RE: Last Call: draft-klensin-net-utf8 (Unicode Format for Network Interchange) to Proposed Standard

"Kent Karlsson" <kent.karlsson14@xxxxxxxxx> · Mon, 14 Jan 2008 11:11:27 +0100

John C Klensin wrote:

> Kent,
> 
> I will try to address the comments that are essentially
> editorial after the Last Call closes, but you have raised a few
> points that have been discussed over and over again (not just in

I raised a number of non-editorial issues that you did not
address below...

> the net-utf8 context) and that I think are worth my responding
> to now (in addition to comments already made by others).  FWIW,
> I'm working on several things right now that are of much higher
> priority to me than net-utf8, so, especially since I think that
> authors should generally be quiet during Last Call and let other
> responses accumulate, are likely to cause comments from me to
> come very slowly.

I think this document is at least one draft, maybe two or three
drafts, away from being of sufficient clarity and of sufficient
quality to become a standards document.
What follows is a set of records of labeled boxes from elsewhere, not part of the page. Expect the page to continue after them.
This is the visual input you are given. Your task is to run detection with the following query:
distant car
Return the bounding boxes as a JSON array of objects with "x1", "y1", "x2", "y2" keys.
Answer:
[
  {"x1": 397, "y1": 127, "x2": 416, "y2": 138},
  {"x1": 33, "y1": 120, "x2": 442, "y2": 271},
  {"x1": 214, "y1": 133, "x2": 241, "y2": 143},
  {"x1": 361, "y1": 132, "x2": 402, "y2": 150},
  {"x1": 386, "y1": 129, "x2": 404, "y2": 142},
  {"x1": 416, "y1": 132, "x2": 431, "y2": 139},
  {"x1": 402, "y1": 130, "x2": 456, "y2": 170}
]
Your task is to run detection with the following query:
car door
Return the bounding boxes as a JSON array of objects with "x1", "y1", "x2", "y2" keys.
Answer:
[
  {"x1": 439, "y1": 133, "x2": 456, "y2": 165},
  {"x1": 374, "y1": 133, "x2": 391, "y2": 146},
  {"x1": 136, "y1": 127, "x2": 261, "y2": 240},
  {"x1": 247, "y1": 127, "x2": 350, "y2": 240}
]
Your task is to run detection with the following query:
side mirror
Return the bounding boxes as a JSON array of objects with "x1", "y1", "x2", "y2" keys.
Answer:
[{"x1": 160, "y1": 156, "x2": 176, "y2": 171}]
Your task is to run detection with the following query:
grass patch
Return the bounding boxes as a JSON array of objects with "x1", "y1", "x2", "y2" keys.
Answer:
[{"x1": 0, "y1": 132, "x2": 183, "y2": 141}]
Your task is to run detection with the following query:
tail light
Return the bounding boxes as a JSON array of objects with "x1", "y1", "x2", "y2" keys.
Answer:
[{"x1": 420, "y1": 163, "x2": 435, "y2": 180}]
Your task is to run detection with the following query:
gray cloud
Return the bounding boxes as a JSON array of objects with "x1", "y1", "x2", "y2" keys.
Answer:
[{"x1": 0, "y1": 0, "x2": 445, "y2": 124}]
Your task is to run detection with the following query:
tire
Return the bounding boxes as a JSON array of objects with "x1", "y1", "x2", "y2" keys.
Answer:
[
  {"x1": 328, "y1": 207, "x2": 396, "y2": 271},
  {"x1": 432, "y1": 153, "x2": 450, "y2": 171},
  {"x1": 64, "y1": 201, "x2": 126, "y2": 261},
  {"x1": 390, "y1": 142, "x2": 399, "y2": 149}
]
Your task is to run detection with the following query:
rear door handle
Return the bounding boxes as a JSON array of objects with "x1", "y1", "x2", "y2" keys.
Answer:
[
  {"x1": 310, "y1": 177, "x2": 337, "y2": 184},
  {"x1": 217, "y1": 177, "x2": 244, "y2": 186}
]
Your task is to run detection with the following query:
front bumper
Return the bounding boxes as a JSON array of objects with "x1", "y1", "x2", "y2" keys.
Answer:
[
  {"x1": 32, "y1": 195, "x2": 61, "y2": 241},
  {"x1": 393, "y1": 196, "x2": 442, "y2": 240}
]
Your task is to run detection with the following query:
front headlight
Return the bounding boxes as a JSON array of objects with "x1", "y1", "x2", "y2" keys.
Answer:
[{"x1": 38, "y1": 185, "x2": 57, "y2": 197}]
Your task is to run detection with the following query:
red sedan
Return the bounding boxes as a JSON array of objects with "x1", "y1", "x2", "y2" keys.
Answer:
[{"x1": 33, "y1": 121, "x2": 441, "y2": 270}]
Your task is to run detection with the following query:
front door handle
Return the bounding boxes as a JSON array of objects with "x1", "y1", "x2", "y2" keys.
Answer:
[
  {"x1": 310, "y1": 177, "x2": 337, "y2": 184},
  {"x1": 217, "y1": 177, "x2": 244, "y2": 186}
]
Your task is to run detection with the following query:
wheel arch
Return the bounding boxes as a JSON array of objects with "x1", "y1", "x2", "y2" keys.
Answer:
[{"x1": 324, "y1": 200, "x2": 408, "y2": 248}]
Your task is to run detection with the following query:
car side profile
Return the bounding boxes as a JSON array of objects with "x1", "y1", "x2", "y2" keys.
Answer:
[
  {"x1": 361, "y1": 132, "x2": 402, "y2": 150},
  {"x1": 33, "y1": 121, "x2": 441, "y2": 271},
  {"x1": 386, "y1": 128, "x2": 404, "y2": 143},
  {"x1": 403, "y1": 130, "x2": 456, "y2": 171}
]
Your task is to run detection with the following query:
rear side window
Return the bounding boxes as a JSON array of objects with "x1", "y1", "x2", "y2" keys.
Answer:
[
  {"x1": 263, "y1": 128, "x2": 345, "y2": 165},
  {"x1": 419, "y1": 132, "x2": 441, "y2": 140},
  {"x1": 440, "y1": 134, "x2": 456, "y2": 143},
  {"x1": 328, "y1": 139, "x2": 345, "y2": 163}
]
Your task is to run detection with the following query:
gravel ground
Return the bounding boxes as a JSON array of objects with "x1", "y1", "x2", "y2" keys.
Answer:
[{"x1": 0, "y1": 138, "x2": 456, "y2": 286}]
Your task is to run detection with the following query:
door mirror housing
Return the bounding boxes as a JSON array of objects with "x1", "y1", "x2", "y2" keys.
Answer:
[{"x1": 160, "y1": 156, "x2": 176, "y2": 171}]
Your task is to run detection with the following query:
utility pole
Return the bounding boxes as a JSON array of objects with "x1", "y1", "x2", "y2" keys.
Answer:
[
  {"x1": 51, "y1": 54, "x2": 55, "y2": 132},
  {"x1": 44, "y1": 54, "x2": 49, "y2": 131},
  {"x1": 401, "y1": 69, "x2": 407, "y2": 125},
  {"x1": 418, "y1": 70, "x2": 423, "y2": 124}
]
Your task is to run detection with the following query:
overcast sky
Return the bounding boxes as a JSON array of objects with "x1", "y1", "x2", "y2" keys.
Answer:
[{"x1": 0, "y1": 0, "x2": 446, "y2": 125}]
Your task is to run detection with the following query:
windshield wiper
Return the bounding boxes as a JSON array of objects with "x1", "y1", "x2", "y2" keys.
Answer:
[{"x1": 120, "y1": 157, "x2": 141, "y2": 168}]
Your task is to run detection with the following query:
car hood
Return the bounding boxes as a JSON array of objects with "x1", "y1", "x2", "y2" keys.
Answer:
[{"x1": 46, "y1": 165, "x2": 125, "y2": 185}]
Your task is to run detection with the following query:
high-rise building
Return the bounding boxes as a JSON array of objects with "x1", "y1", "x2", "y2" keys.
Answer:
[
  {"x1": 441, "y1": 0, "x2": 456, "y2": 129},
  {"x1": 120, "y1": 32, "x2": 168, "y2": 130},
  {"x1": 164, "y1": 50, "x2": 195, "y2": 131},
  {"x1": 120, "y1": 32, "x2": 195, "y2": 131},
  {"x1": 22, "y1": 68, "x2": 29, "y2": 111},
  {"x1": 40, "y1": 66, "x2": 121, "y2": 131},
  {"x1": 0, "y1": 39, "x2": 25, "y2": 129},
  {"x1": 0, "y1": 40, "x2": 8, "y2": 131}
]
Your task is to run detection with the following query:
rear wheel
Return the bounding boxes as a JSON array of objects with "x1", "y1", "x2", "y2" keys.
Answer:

In addition you state that
you don't have time right now to deal with this. I would therefore
suggest that the document be withdrawn from last call, to allow
time for clearing up the document.

> > To be "rescrictive in what one emits and permissive/liberal in
> > what one receives" might be applicable here.
> 
> What we have consistently found out about the robustness
> principle is that it is extremely useful if used as a tool for
> interpreting protocol requirements. Otherwise it is useful only
> in moderation.  When we have explicit requirements that
> receivers accept garbage, we have repeatedly seen the
> combination of those requirements with the robustness principle
> used by senders to say "we can send any sort of garbage and you
> are required to clean it up".   That does not promote either
> interoperability or a smoothly-running network.
> 
> The question of why net-utf8 expect receivers to clean up
> normalization but does not expect them to tolerate aberrant
> line-endings is a reasonable one, for which see below.  But I

I would not refer to most other line separators (that is how they
are best seen) as in any way "aberrant". Except for RS, GS, FS and
IND, they are not aberrant, and they are in no way malformed,
irregular, or any such. I agree that the situation is not ideal.
But I do think it is perfectly manageable without undue effort.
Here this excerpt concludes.